Austin appeared before reporters at the Pentagon alongside General Mark Milley, chairman of the Joint Chiefs of Staff, who had a separate call with Russia’s Valery Gerasi-mov, chief of the General Staff of the Russian Armed Forces.

TRADING ACCUSATIONS

The U.S. military has said two Russian Su-27 fighter planes approached its MQ-9 Reaper drone during a reconnaissance mission over the Black Sea’s international waters on Tuesday. The fighters harassed the drone and sprayed fuel on it before one clipped the drone’s propeller, causing it to crash into the sea.

According to Russia, there was no collision. The drone crashed after making “sharp manoeuvres”, having “deliberately and provocatively” flown close to Russian air space.
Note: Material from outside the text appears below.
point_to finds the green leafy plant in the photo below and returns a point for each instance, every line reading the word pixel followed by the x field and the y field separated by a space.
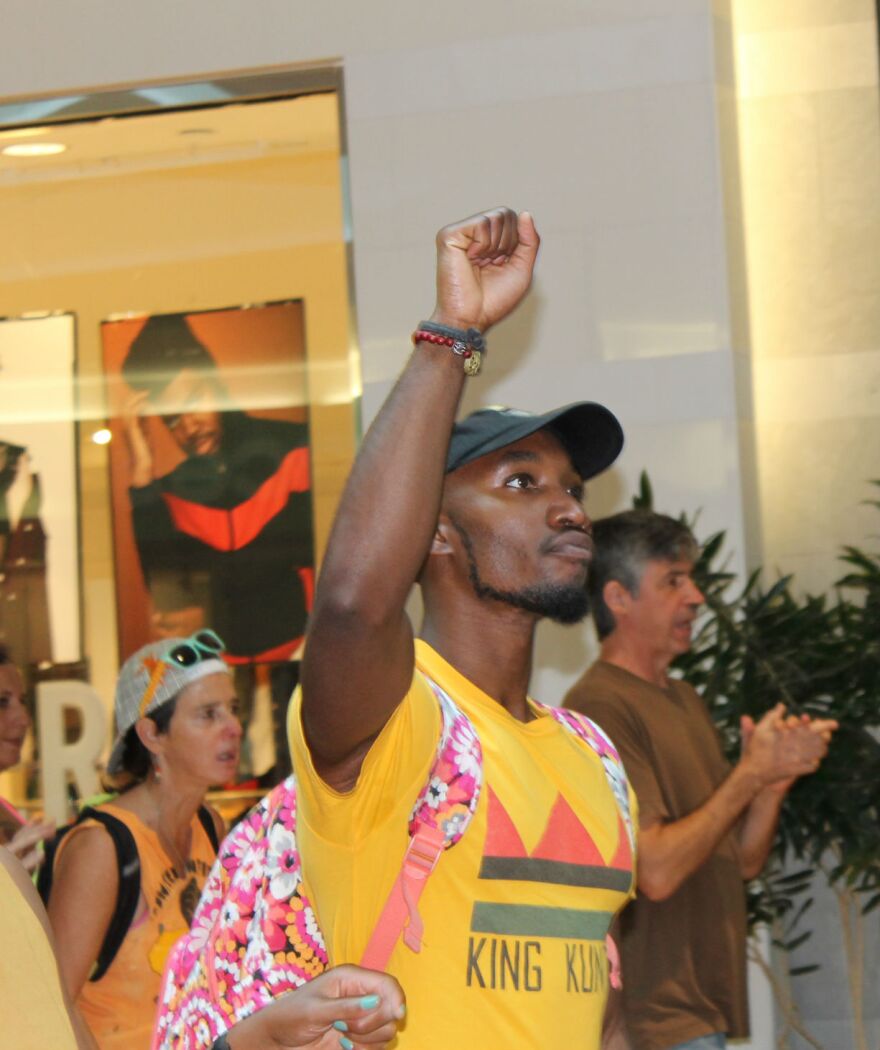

Moscow had scrambled its fighters to identify it.

“There is a pattern of behaviour recently where there is a little bit more aggressive actions being conducted by the Russians,” Milley told reporters, saying it was unclear whether the Russian pilots intended to strike the drone.

Earlier, State Department spokesperson Ned Price, speaking to MSNBC, said the incident was most likely an unintentional act by Russia.

While battles between Ukrainian troops and Russian forces raged on in eastern Ukraine, the drone incident on Tuesday was the first known direct U.S.-Russia encounter since Moscow’s invasion of Ukraine about a year ago.

Russia said the episode showed the U.S. was directly participating in the Ukraine war, something the West has taken pains to avoid.

“The Americans keep saying they’re not taking part in military operations. This is the latest confirmation that they are directly participating in these activities – in the war,” Kremlin Security Council Secretary Nikolai Patrushev said.

The United States has supported Ukraine with tens of billions of dollars in military aid but says its troops have not become directly engaged in the war, which Moscow portrays as a conflict against the combined might of the West.

Kyiv, for its part, said the drone crash showed Moscow was willing to expand the conflict zone to draw in other countries.

On the ground in Ukraine, Russia kept up its push to capture the small eastern city of Bakhmut and secure its first substantial victory in more than half a year. Milley said Russia was making small advances near Bakhmut but at great cost.

Ukraine’s President Volodymyr Zelenskiy said his military top brass had advised reinforcing Bakhmut.

Kyiv had appeared last month to be preparing to pull out of the city but has since decided to defend it, saying it is exhausting Russia’s attacking force there to pave the way for its own counter-attack.

To the north of Bakhmut, Ukrainian troops in a bombed out village near the city of Kreminna were battling to counter what they said was an attempt by Russia to undertake a giant pincer move.

“The Russians try to adapt in real time,” said a member of a drone unit call-signed “Zara”. “This makes great problems for us, because we have to think a couple of steps ahead – how do successfully complete the mission and not let the enemy know how we did it.”

Further south, in the Ukrainian-held town of Avdiivka, Donetsk Region police released video showing the evacuation of citizens, including 9-year-old Daryna and her parrot, Lemon.

Asked by a policewoman how long it had been since she had walked in the city, Daryna said it had been 10 months.

“I dream for the war to end soon,” said Daryna, clad in a bright orange bulletproof vest and helmet.